Vince Lombardi is often quoted as saying “Winning isn’t everything, it’s the only thing.” (It was actually UCLA Bruins coach Henry Russell who said it but, hey, facts today can be whatever you want them to be.)
It seems an obsession with winning has grabbed our politics and shaken all interest in governing and public service right out of it. And it’s not just winning, but winning at any cost.
Ten years ago David Callahan wrote a distressing book called The Cheating Culture: Why More Americans are Doing Wrong to Get Ahead. He presented countless examples of how the “me first” generation’s self serving values had contributed to a winner take all mentality and had so corrupted the social rules that cheating to get ahead was not only acceptable but systemically encouraged, at least by and for those at the top. His premise: As long as you win, cheating is forgiven. His explication of unspoken rules in professions like business, law, medicine, and sports that practically required cheating to succeed rang true and was depressing.

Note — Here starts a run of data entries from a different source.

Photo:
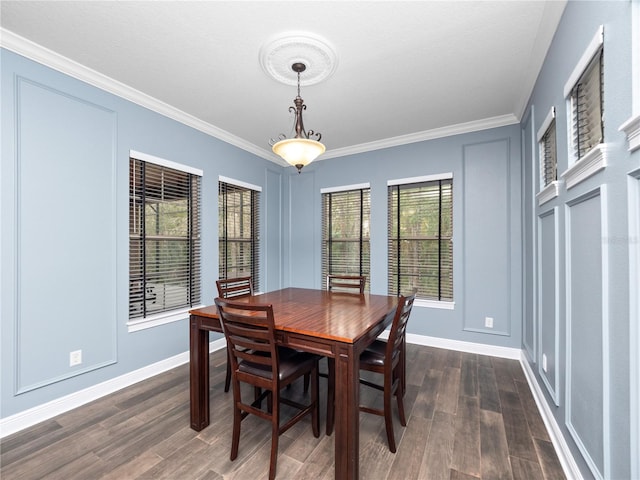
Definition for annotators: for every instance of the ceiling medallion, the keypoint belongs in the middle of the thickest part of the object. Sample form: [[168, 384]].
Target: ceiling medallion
[[281, 52]]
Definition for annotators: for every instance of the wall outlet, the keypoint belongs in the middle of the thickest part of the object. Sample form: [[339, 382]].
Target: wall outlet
[[75, 358]]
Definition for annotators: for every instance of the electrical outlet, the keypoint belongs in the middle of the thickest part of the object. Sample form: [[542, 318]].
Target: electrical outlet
[[75, 358]]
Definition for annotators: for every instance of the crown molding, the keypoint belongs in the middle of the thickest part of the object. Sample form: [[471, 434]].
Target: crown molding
[[469, 127], [51, 59]]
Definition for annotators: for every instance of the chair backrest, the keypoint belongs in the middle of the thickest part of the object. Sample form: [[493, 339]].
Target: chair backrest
[[234, 287], [346, 283], [249, 331], [398, 331]]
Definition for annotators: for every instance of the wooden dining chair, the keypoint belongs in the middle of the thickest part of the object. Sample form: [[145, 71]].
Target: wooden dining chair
[[257, 360], [233, 288], [387, 358], [346, 283]]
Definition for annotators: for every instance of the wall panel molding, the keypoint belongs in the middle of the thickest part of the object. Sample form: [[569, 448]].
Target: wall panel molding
[[60, 137], [587, 349], [633, 183], [550, 377]]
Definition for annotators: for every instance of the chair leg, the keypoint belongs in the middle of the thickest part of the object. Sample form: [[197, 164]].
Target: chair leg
[[315, 414], [275, 433], [388, 421], [237, 420], [227, 379]]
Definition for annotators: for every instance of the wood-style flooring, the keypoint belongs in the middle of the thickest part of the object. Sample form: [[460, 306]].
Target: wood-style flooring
[[468, 417]]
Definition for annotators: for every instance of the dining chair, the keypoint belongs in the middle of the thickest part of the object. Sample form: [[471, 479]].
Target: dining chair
[[233, 288], [346, 283], [387, 358], [258, 361]]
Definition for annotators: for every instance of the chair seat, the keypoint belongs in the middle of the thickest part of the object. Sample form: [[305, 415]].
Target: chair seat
[[291, 362], [374, 354]]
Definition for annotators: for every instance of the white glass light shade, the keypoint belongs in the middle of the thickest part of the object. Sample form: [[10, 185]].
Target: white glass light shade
[[298, 151]]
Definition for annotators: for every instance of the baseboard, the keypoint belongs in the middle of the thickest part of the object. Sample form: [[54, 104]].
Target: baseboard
[[32, 416], [565, 457], [470, 347]]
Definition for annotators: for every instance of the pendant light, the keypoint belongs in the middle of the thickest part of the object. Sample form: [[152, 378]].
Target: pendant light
[[300, 150]]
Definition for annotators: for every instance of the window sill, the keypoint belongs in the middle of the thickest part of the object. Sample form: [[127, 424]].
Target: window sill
[[159, 319], [590, 164], [632, 128], [434, 304], [548, 193]]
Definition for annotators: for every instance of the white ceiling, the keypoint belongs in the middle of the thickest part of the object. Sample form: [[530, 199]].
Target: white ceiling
[[406, 71]]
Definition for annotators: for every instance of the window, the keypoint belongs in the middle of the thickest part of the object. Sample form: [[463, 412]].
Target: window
[[548, 156], [238, 230], [585, 114], [164, 236], [421, 237], [345, 232], [587, 108]]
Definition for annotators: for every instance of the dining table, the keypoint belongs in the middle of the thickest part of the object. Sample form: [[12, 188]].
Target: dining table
[[333, 324]]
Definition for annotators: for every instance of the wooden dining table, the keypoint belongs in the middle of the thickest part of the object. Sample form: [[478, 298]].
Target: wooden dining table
[[336, 325]]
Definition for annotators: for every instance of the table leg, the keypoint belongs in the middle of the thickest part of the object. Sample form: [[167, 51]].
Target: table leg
[[199, 374], [347, 412]]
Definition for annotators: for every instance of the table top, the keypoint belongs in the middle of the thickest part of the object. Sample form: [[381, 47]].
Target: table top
[[343, 317]]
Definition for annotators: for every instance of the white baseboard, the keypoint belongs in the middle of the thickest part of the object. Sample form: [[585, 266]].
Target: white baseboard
[[470, 347], [32, 416], [565, 457]]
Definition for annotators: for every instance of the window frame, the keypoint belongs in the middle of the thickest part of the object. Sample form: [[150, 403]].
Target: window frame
[[326, 243], [422, 300], [180, 313], [549, 190], [583, 167], [254, 238]]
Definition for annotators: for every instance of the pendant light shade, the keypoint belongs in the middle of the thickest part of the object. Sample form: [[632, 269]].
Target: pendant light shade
[[300, 150]]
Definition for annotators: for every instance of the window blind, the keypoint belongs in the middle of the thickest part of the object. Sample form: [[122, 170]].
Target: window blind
[[420, 239], [587, 106], [238, 232], [549, 155], [164, 239], [345, 233]]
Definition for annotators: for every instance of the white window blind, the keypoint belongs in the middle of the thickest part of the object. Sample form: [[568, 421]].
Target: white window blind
[[587, 108], [420, 239], [345, 233], [238, 232], [164, 238]]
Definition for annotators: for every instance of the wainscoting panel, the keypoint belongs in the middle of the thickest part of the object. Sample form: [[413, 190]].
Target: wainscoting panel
[[587, 350], [66, 299], [548, 302]]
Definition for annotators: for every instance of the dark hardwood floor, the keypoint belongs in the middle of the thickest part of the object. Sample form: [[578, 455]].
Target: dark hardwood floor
[[468, 417]]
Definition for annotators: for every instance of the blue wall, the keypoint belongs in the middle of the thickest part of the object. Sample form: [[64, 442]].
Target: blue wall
[[577, 247], [65, 168], [486, 227]]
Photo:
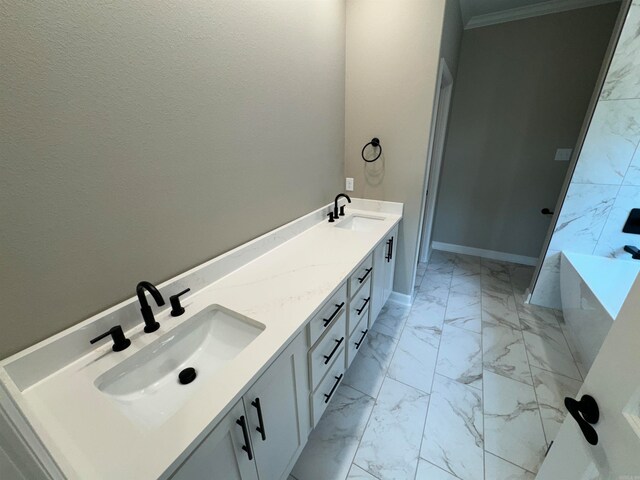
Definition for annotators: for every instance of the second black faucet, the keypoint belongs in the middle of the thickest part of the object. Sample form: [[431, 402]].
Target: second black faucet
[[337, 213], [150, 323]]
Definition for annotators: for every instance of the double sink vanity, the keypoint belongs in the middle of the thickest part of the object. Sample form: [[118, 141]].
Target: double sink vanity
[[231, 387]]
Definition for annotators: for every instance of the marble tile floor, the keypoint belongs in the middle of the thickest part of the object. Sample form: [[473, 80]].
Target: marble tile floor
[[466, 384]]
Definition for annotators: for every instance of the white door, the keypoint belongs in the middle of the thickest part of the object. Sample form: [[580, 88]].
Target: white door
[[614, 383], [276, 412], [434, 166]]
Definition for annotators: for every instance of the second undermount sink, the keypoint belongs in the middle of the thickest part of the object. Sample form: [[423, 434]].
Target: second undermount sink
[[360, 223], [146, 386]]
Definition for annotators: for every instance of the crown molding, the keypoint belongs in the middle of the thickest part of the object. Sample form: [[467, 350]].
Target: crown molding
[[520, 13]]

It has been evident at least since the rise of Newt Gingrich that the ends in politics were justifying almost any means. National partisan politics devolved into all out warfare, fights to the finish. Where once the rule was if you can’t beat ‘em compromise, now it’s if you can’t beat ‘em give no quarter and do everything possible to keep them from gaining any ground. Somehow, national partisan politics moved from horse trading, a system in which everyone gets a little something, to a zero sum game where losers, which can be half the country, get nothing.
The Parties are not equally to blame for this, but both do participate.
Our new president is both a product and a caricature of our national obsession with winning. By convincing Americans that they were loosing on every front—to Mexicans, Muslims, China, urban elite, and the Washington establishment–he created a constituency of voters willing to tear down the existing social and political order in hopes of coming out on top. And, while Mr. Trump is not particularly partisan in his personal politics, winning is so important to his psychological identity that he fabricates scenarios in which he is the best and on top; and “loser” is the worst name he can think to call his enemies.
Are we doomed to a downward spiraling political system of combat where opponents are not partners in governance but enemies to be vanquished? The evidence suggests the answer is yes, at least for the foreseeable future.
From an Administration now dominated by angry men with axes to grind and grievances to redress the tone is combative, vindictive, and threatening. We probably won’t be seeing leadership for healing divisions or building social unity from them. To the contrary, the White House and Congressional Republicans appear ready to take from the left as much as they can as fast as they can while they can. When one side declares war and moves to battle, the other, if the stakes matter, has little choice but to do the same.
So where can we look for change? To ourselves, to we the people?
Yes, of course, start with ourselves, but it won’t be easy. With hyper-partisanship and its ubiquitous use in fundraising has come a trickle down of ideological polarization and self-segregation. Confounded and compounded by confirmation bias, politicized citizens are encamped. We don’t know each other and most of us don’t really want to even when we say we do; we don’t speak with “them” because we are convinced they don’t care and will not listen or understand if we try. Now we have the added challenge of trying to make peace with our neighbors while girding for battle. Is it possible to do both at the same time? I don’t know.
Since attacks from the Trump Administration are coming on so many fronts it seems possible we could find common cause with our “other” neighbors on some issues. Social Security and Medicare come to mind, or net neutrality. Maybe some conservatives would oppose repealing the ACA without a replacement, or defunding the Corporation for Public Broadcasting or the Endowment for the Humanities. Can we make new connections and alliances and collaborate on less partisan issues? For liberals as well as conservatives it might require stepping outside of partisan identity politics and looking afresh at specific issues. Can we do that?
I intend to try, and will report on the effort.